Goosebumps spread down my arms. Fog, especially this dense, required moisture. The Void was nothing but dry earth.

“Look,” Avan said.

I followed his line of sight. Then I blinked a few times to make sure I was seeing this.

A bridge loomed ahead, a stone arch that rose out of the scorched earth and disappeared into the fog. The bridge spanned at least thirty feet in width, aged to the point of decay.

“Was that there last night?” I asked, even though I already knew the answer.

“I don’t think so,” he said grimly. I wished he’d pretend it was no big deal, like everything else we’d run into since leaving Ninurta.

I wrung the strap of my bag. Questions collided in my mind: What if it’s a trap? But how can we not take the bridge? It’s practically an invitation. “Well, we won’t have to keep walking through all this dust.”

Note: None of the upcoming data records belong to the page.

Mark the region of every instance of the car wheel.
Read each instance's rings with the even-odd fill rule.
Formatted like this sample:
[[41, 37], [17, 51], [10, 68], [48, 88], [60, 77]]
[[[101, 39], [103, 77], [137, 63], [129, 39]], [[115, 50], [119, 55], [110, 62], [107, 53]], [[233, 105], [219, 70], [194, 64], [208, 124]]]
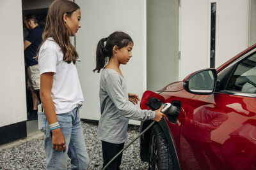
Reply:
[[158, 124], [152, 128], [149, 149], [149, 170], [173, 169], [173, 159], [169, 154], [168, 145]]

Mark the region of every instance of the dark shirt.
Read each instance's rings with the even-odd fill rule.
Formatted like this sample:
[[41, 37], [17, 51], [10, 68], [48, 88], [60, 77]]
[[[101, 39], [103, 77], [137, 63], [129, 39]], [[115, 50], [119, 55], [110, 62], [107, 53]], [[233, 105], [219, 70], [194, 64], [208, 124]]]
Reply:
[[26, 40], [29, 41], [31, 44], [26, 48], [24, 51], [25, 62], [28, 67], [36, 65], [38, 64], [35, 59], [38, 52], [38, 47], [42, 43], [42, 34], [43, 30], [38, 25], [29, 31]]

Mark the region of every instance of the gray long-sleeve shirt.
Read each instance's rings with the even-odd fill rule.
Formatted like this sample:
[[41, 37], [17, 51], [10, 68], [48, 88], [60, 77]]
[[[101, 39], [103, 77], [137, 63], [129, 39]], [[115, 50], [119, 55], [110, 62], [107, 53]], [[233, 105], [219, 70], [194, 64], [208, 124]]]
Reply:
[[120, 144], [127, 138], [129, 119], [153, 120], [155, 112], [142, 110], [129, 103], [126, 81], [111, 69], [102, 71], [99, 97], [101, 117], [99, 122], [98, 139]]

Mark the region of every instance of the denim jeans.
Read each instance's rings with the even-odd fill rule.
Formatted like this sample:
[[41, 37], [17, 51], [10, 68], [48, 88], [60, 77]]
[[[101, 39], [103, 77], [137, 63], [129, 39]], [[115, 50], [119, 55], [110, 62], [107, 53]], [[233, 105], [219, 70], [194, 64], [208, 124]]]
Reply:
[[40, 113], [39, 116], [38, 113], [41, 120], [39, 122], [42, 123], [40, 125], [40, 130], [44, 131], [45, 134], [46, 169], [67, 169], [67, 155], [71, 159], [71, 169], [87, 169], [89, 167], [89, 157], [81, 125], [79, 108], [77, 107], [68, 113], [56, 114], [66, 143], [66, 151], [64, 153], [52, 150], [49, 124], [46, 118], [42, 118], [44, 114]]

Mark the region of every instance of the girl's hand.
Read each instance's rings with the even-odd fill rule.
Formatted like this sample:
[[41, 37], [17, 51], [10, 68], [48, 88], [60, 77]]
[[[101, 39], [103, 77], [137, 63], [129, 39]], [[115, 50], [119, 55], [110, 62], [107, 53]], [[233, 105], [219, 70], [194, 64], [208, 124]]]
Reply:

“We’ll have to thank him for being prompt,” Avan added. “It’s too bad we forgot a gift for the host.”

“I’ll improvise,” I said, thinking about the knife.

Now that the path forward had literally been presented to me, I didn’t know if I was prepared for it. My clammy palms suggested I wasn’t. I had been so focused on just getting through the Outlands and then the forest and the Void that, aside from bartering with the Rider, I hadn’t thought about what else I’d do when we found him. Or if I’d even get the chance to offer the trade.

Still, at the end of that bridge was Reev. That was all the reason I needed to move forward.

We approached warily. The bridge appeared solid enough. I had been half expecting it to vanish like a mirage.

I paused at the first step from black dirt to dusty stone, but Avan didn’t hesitate. I followed, stepping carefully.

Holes blistered the stone, and whole sections had crumbled at the outer boundaries. We stuck to the middle where it seemed sturdiest, despite the fissures throughout. Tall unlit lampposts, more rust than metal, braced each side in intervals. We couldn’t see where the bridge ended. I began to wish I’d had breakfast first.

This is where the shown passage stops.